Requires golang >= 1.5.1:
go get -d github.com/facebook/fbtracert go install github.com/facebook/fbtracert
Fault isolation in ECMP networks via multi-port traceroute
This tool attempts to identify the network component that drops packets by employing the traceroute logic that explores multiple parallel paths. The following describes the main goroutines and their logic.
We start this goroutine for every TTL that we expect on path to the destination. We start with some max TTL value, and then stop all senders that have TTL above the distance to the target. For every TTL, the sender loops over a range of source ports, and emits a TCP SYN packet towards the destination with the set target port. The Sender also emits "Probe" objects on a special channel so that the analysis part may know what packets have been injected in the network (srcPort and Ttl).
Notice how encode the sending time-stamp and the ttl in the ISN of the TCP SYN packet. This allows for measuring the probe RTT, and recoving the TTL of the response. Just like regular traceroute, we expect the network to return us either ICMP Unreachable message (TTL exceeded) or TCP RST message (when we hit the ultimate hop).
The Sender thread stops once it completes the requested number of iterations over the source port range.

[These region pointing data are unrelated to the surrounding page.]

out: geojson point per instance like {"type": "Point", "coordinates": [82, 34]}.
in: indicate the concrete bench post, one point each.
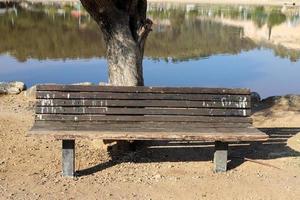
{"type": "Point", "coordinates": [68, 158]}
{"type": "Point", "coordinates": [220, 156]}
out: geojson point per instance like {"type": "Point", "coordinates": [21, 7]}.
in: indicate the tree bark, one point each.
{"type": "Point", "coordinates": [125, 29]}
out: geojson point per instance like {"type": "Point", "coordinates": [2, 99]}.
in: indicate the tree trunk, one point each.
{"type": "Point", "coordinates": [124, 59]}
{"type": "Point", "coordinates": [125, 29]}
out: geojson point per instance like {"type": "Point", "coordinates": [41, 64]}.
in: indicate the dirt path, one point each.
{"type": "Point", "coordinates": [30, 167]}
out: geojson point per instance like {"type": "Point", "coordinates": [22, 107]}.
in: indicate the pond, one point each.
{"type": "Point", "coordinates": [257, 47]}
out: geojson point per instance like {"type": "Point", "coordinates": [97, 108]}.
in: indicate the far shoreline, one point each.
{"type": "Point", "coordinates": [234, 2]}
{"type": "Point", "coordinates": [220, 2]}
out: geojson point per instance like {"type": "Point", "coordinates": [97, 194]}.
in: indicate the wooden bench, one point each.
{"type": "Point", "coordinates": [69, 112]}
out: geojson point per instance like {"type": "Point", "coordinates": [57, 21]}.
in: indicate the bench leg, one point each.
{"type": "Point", "coordinates": [68, 158]}
{"type": "Point", "coordinates": [220, 156]}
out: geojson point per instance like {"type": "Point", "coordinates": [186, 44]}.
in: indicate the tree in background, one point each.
{"type": "Point", "coordinates": [125, 29]}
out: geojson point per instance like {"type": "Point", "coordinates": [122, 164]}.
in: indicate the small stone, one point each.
{"type": "Point", "coordinates": [157, 176]}
{"type": "Point", "coordinates": [12, 87]}
{"type": "Point", "coordinates": [31, 92]}
{"type": "Point", "coordinates": [84, 83]}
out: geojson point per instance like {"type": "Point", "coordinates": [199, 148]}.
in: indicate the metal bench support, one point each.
{"type": "Point", "coordinates": [68, 158]}
{"type": "Point", "coordinates": [220, 156]}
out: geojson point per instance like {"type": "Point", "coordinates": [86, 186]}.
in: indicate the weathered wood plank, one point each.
{"type": "Point", "coordinates": [140, 103]}
{"type": "Point", "coordinates": [143, 111]}
{"type": "Point", "coordinates": [226, 99]}
{"type": "Point", "coordinates": [172, 90]}
{"type": "Point", "coordinates": [205, 134]}
{"type": "Point", "coordinates": [134, 126]}
{"type": "Point", "coordinates": [156, 118]}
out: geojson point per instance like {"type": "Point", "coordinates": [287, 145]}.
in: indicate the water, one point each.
{"type": "Point", "coordinates": [191, 45]}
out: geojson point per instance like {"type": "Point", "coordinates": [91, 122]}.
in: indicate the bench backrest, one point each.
{"type": "Point", "coordinates": [149, 104]}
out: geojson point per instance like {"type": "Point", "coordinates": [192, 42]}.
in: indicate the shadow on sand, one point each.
{"type": "Point", "coordinates": [167, 151]}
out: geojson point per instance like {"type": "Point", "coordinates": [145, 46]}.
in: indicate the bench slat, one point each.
{"type": "Point", "coordinates": [143, 111]}
{"type": "Point", "coordinates": [174, 90]}
{"type": "Point", "coordinates": [134, 126]}
{"type": "Point", "coordinates": [140, 103]}
{"type": "Point", "coordinates": [156, 118]}
{"type": "Point", "coordinates": [141, 96]}
{"type": "Point", "coordinates": [202, 134]}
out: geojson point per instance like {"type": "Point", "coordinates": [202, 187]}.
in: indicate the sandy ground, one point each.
{"type": "Point", "coordinates": [30, 167]}
{"type": "Point", "coordinates": [237, 2]}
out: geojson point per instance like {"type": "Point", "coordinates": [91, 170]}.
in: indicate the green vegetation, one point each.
{"type": "Point", "coordinates": [178, 35]}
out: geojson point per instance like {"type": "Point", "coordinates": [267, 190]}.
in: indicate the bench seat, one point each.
{"type": "Point", "coordinates": [70, 112]}
{"type": "Point", "coordinates": [148, 131]}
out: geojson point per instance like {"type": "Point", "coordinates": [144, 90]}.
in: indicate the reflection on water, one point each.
{"type": "Point", "coordinates": [243, 46]}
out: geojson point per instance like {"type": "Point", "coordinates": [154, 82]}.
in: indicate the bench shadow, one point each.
{"type": "Point", "coordinates": [170, 151]}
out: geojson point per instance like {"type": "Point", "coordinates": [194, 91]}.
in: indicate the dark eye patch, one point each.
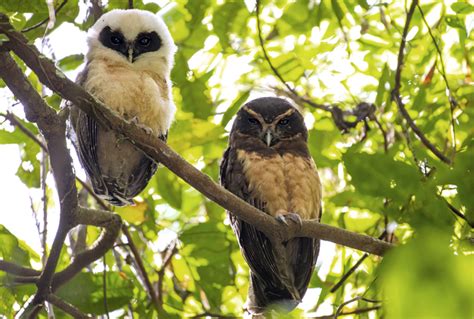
{"type": "Point", "coordinates": [252, 120]}
{"type": "Point", "coordinates": [146, 42]}
{"type": "Point", "coordinates": [113, 40]}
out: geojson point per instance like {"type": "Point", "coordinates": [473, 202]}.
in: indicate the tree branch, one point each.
{"type": "Point", "coordinates": [86, 216]}
{"type": "Point", "coordinates": [396, 90]}
{"type": "Point", "coordinates": [53, 129]}
{"type": "Point", "coordinates": [17, 270]}
{"type": "Point", "coordinates": [141, 267]}
{"type": "Point", "coordinates": [160, 152]}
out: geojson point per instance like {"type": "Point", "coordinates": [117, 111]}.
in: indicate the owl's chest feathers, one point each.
{"type": "Point", "coordinates": [287, 183]}
{"type": "Point", "coordinates": [132, 93]}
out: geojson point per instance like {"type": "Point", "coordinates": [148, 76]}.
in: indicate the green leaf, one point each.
{"type": "Point", "coordinates": [71, 62]}
{"type": "Point", "coordinates": [85, 291]}
{"type": "Point", "coordinates": [455, 22]}
{"type": "Point", "coordinates": [382, 90]}
{"type": "Point", "coordinates": [212, 261]}
{"type": "Point", "coordinates": [379, 175]}
{"type": "Point", "coordinates": [462, 7]}
{"type": "Point", "coordinates": [223, 20]}
{"type": "Point", "coordinates": [415, 278]}
{"type": "Point", "coordinates": [13, 249]}
{"type": "Point", "coordinates": [23, 6]}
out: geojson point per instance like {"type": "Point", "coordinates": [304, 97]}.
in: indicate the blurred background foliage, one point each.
{"type": "Point", "coordinates": [378, 182]}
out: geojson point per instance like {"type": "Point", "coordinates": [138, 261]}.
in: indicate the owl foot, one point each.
{"type": "Point", "coordinates": [136, 121]}
{"type": "Point", "coordinates": [284, 218]}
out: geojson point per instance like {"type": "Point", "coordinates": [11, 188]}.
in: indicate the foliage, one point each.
{"type": "Point", "coordinates": [333, 52]}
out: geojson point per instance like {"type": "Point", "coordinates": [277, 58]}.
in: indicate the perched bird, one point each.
{"type": "Point", "coordinates": [268, 165]}
{"type": "Point", "coordinates": [128, 63]}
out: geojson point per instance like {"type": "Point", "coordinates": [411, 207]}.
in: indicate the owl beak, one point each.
{"type": "Point", "coordinates": [268, 137]}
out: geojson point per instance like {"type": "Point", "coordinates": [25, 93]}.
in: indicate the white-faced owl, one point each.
{"type": "Point", "coordinates": [128, 63]}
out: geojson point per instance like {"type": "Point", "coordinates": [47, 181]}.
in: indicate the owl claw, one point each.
{"type": "Point", "coordinates": [295, 218]}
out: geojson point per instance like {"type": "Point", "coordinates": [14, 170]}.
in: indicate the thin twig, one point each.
{"type": "Point", "coordinates": [353, 312]}
{"type": "Point", "coordinates": [141, 267]}
{"type": "Point", "coordinates": [396, 90]}
{"type": "Point", "coordinates": [277, 73]}
{"type": "Point", "coordinates": [17, 270]}
{"type": "Point", "coordinates": [458, 213]}
{"type": "Point", "coordinates": [104, 286]}
{"type": "Point", "coordinates": [353, 268]}
{"type": "Point", "coordinates": [67, 307]}
{"type": "Point", "coordinates": [44, 187]}
{"type": "Point", "coordinates": [345, 303]}
{"type": "Point", "coordinates": [452, 101]}
{"type": "Point", "coordinates": [16, 122]}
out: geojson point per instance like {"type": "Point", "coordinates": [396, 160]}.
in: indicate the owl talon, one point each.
{"type": "Point", "coordinates": [295, 218]}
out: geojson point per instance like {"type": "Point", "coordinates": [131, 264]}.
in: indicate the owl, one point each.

We run only one ICMP receiver goroutine: it is responsible for receiving the ICMP Unrechable messages and recovering the original probe information from them. We only use the first 8 bytes of the TCP packet embedded into ICMP Unreachable message, though in IPv6 case we could have more. This is sufficient anyways to recover the TTL and the timestamp of the original probe.
Upon reception of an ICMP message, we build IcmpResponse struct and forward it to the input work queue of the Resolver goroutine ensemble. This is needed to resolve the IP address of the node that sent us the response into its DNS name.
Similar to IcmpReceiver in logic, but this goroutine intercepts TCP RST/ACK packets sent by the ultimate destinations of our probes. These responses are processed and have TTL extracted, and then forwarded to the Resolver thread. We can work both with close ports (RST expect) and open ports (ACK expected). Be careful and make sure there are no open connections from your machine to the target on the port you are probing - this may confuse the hell out of TcpReceiver.
This goroutine listens to the incoming Icmp/Tcp Response messages and resolves the names embedded into the Icmp responses. We start lots of those so we can handle concurrent name resolution. The resolver is effectively a transformation function on the stream of messages.
This one is responsible for starting all other goroutines, and then assembling their output. It is also responsible for terminating the unnecessary Senders. This is done by seeing what TTL hops actually return TCP RST messages; once we receive TCP RST for TTL x, we can safely stop all senders for TTL > x
The main loop expects to receive all "Probes" from the channels fed by the Sender goroutines. The Sender will close its output channels once its done sending. This serves as an indicator that all sending has completed. After that, we wait a few more seconds all tell the TcpReceiver and IcmpReceiver to stop by closing their "signal" channel.
After that, we process all data that the Receivers have fed to the main thread. We need to find the source ports whos' paths show consistent packet loss after a given hop N. We then output these paths as the "suspects" along with the counts of sent/received packets per hop.
fbtracert is BSD licensed, as found in the LICENSE file.